Try your hand at flag design, cartridge-making, or play with some historical toys. Guests can explore soldiers’ tents, try on reproduction uniforms and civilian garments, and make a ribbon to like General George Washington’s ribbon to take home.


Summer Soldiers and Sailors

Throughout the Museum

Guests are invited to choose a branch of service and sign their name to a takeaway card that features a privateer ship letter of marque or soldier’s enlistment notice.


Discovery Carts

Throughout the Museum

Have some hands-on fun when you inspect a reproduction soldier’s cartridge box or learn more about Washington's Tent.  Find a Discovery Cart in the "Arms of Independence" Gallery and at Washington's War Tent Theater. 


Meet the revolutionaries!

Declaration of Independence Plaza

Meet an American soldier, a wealthy Quaker woman, or a runaway servant and hear more about the people and everyday life of the Revolutionary War period. Costumed historical interpreters will be outside on the Plaza every weekend, weather permitting.
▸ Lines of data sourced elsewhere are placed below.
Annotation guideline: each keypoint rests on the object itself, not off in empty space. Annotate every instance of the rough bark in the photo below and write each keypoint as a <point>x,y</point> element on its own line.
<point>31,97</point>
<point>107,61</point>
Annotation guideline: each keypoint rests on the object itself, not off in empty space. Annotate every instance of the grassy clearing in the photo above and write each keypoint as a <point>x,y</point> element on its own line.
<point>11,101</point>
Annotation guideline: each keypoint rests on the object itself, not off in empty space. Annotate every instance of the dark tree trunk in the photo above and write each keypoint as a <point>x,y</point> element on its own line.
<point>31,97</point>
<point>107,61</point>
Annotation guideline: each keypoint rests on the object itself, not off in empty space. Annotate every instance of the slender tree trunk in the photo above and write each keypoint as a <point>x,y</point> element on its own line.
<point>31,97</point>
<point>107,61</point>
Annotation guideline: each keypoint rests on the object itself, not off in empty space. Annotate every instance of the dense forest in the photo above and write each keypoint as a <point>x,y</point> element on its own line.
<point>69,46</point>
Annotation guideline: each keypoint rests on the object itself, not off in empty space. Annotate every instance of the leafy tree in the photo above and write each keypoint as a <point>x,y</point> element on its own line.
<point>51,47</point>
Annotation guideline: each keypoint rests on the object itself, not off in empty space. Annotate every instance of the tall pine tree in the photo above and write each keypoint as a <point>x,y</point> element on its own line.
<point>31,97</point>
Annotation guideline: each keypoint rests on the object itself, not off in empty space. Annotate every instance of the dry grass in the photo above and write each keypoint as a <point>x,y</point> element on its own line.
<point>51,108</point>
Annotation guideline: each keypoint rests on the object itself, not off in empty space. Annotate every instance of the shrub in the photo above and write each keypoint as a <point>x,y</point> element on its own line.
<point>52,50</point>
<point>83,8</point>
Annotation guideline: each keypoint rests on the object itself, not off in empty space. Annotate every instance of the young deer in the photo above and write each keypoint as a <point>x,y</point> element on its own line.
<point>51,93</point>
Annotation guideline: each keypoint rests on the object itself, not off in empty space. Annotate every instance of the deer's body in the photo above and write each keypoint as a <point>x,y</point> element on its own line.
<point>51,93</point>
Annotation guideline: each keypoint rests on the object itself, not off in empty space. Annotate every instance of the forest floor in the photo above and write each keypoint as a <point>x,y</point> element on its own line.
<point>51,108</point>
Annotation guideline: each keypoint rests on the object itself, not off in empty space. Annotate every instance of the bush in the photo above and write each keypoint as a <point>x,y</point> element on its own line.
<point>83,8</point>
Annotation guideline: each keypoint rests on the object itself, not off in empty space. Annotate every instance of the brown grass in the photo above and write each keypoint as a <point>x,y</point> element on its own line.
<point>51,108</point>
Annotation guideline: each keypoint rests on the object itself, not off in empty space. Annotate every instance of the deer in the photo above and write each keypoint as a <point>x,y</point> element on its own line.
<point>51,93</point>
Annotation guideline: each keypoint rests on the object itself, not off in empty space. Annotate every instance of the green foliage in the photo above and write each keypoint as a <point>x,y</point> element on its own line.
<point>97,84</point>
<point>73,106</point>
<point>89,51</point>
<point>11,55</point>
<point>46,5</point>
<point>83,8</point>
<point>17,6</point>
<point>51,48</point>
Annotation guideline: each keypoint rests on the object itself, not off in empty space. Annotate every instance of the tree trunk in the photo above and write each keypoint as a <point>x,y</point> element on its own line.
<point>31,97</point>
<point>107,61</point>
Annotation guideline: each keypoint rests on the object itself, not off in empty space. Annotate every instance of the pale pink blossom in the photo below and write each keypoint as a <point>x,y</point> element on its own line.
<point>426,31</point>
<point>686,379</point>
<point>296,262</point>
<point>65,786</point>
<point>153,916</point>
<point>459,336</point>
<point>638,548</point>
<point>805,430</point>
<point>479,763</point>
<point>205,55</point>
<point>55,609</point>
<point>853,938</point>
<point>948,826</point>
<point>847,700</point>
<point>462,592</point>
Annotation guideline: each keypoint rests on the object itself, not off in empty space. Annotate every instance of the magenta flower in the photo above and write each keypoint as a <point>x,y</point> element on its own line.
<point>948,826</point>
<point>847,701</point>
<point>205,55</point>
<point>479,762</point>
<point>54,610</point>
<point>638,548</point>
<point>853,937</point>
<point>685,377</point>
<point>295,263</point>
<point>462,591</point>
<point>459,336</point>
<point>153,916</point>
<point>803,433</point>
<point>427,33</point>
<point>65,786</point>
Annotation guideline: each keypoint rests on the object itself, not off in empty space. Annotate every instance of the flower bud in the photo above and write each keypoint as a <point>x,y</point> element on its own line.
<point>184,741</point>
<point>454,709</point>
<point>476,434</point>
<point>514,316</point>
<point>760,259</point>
Philadelphia: A Revolutionary City

2:00 PM | Liberty Hall

What can a broken punch bowl, unearthed on the site of the Museum of the American Revolution, tell us about life in Philadelphia in the eighteenth century? Philadelphia was a complex place where global trade brought new goods and new ideas and where people from all walks of life became revolutionaries. By following one artifact across the city, guests will find themselves in market stalls, coffeehouses, illegal taverns, churches, and the halls of government.